Building a Flight Delay Predictor with ML and DOT Airline Data

Every year, US airlines collectively delay over 20% of their flights by 15 minutes or more. For passengers, that's a missed connection. For carriers, it's a cascading operational cost. For ML engineers, it's 35 million labeled training examples — one for every commercial flight operated by major US carriers since 2018, courtesy of the Bureau of Transportation Statistics.

In this tutorial we'll build a binary flight delay classifier (delayed ≥15 minutes or not) using the ClarityStorm DOT Airline On-Time Performance dataset. We'll do real feature engineering from the raw flight fields, train a gradient boosting model, and evaluate it on a held-out test set — all in under 100 lines of Python.

What's in the Dataset

The BTS Reporting Carrier On-Time Performance data is one of the most ML-ready government datasets available. Every record is a single commercial flight — scheduled and actual departure/arrival times, delay decomposed into five causes, cancellation code, aircraft tail number, route, and distance. The ClarityStorm release unifies 2018–2024 monthly BTS files into a single cleaned Parquet, with a computed route key (e.g. JFK-LAX) and derived time-of-day fields added.

35M+ flight records across 2018–2024
Delay breakdown by cause: carrier, weather, NAS, security, late_aircraft
dep_del15 binary label — 1 if departure delay ≥ 15 min (ready-made training target)
Cancellation codes: A (carrier), B (weather), C (NAS/ATC), D (security)
Route, origin, destination, carrier, and aircraft tail number for feature engineering
Scheduled vs. actual departure/arrival times for temporal feature extraction

Loading and Exploring the Data

python

import pandas as pd

df = pd.read_parquet("dot_airline_ontime.parquet")

print(f"Flights: {len(df):,}")
print(f"Delayed (≥15 min): {df['dep_del15'].mean():.1%}")
print(f"Cancelled: {df['cancelled'].mean():.1%}")

# Delay rate by carrier
carrier_delay = (
    df.dropna(subset=["dep_del15"])
    .groupby("carrier")["dep_del15"]
    .agg(["mean", "count"])
    .rename(columns={"mean": "delay_rate", "count": "flights"})
    .sort_values("delay_rate", ascending=False)
)
print(carrier_delay.head(10))

Feature Engineering

Raw flight data contains excellent predictive signal, but most of it needs transformation. Scheduled departure time as a HHMM integer (e.g. 1430 for 2:30 PM) needs to become a cyclical hour feature. Carrier is a categorical that benefits from target-encoding rather than one-hot encoding at 35M rows. Route-level historical delay rates are among the strongest predictors available.

python

import numpy as np

# Drop cancelled flights — we're predicting delays, not cancellations
flights = df[df["cancelled"] == 0].copy()

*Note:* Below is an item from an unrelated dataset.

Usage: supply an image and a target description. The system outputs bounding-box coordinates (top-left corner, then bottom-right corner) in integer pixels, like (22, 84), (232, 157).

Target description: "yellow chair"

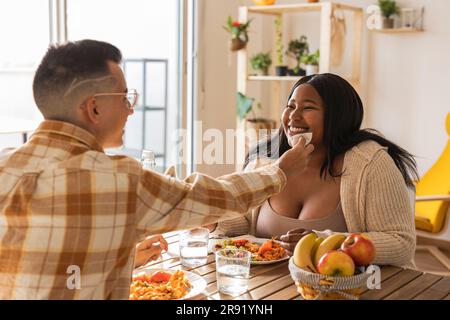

# Extract hour from scheduled departure (HHMM integer)
flights["dep_hour"] = flights["crs_dep_time"] // 100

# Cyclical encoding for hour and day-of-week
flights["dep_hour_sin"] = np.sin(2 * np.pi * flights["dep_hour"] / 24)
flights["dep_hour_cos"] = np.cos(2 * np.pi * flights["dep_hour"] / 24)
flights["dow_sin"] = np.sin(2 * np.pi * flights["day_of_week"] / 7)
flights["dow_cos"] = np.cos(2 * np.pi * flights["day_of_week"] / 7)

# Month cyclical (seasonality)
flights["month_sin"] = np.sin(2 * np.pi * flights["month"] / 12)
flights["month_cos"] = np.cos(2 * np.pi * flights["month"] / 12)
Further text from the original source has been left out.